3.     Create a keyword.

Table 2 Keyword configuration items

Item	Description
Name	Enter a name for the keyword.
Type	Select the type of the keyword match pattern. Options are: ·     Text—Select this option to configure a text-based match pattern for exact match. ·     Regular expression—Select this option to configure a regular expression-based match pattern for fuzzy match.
Match pattern	Enter the content of the keyword match pattern.

 

4.     Click OK.

The keyword is displayed on the user-defined keyword list.

You can add a maximum of 32 more keywords to the keyword group.

5.     Click OK.

The keyword group is displayed on the Keyword Groups page.

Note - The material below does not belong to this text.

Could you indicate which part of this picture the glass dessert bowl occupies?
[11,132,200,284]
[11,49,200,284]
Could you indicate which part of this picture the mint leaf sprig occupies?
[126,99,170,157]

Configure a data filtering profile

Perform this task to create a data filtering profile and configure data filtering rules in the profile.

Procedure

1.     Click the Objects tab.

2.     In the navigation pane, select APPSecurity > Data Filtering > Profiles.

3.     On the page that appears, click Create.

4.     Create a data filtering profile.

Table 3 Data filtering profile configuration items

Item	Description
Name	Enter a name for the data filtering profile.
Description	Enter a description for the data filtering profile.

 

5.     In the Data filtering rules area, click Create.

6.     Create a data filtering rule.

Table 4 Data filtering rule configuration items

Item	Description
Name	Enter a name for the data filtering rule.
Keyword group	Select an existing keyword group or create a keyword group.
Applications	Select the application layer protocols of the applications to which the rule applies. Supported application layer protocols are FTP, HTTP, IMAP, NFS, POP3, RTMP, SMB, and SMTP.
Direction	Select the traffic direction to which the rule applies. Options are Upload, Download, and Both.
Action	Select the action for matching packets. Options are Permit and Drop.
Logging	Select whether to enable logging for matching packets. Options are Enable and Disable.

 

7.     Click OK.

The data filtering rule is displayed on the data filtering rule list of the data filtering profile.

8.     Click OK.

The data filtering profile is displayed on the Data Filtering Profiles page.

9.     Use the data filtering profile in a security policy. For more information about security policies, see security policy online help.

10.     To make the configuration take effect immediately, click Submit.

If you do not perform this operation, the configuration will automatically take effect after 40 seconds.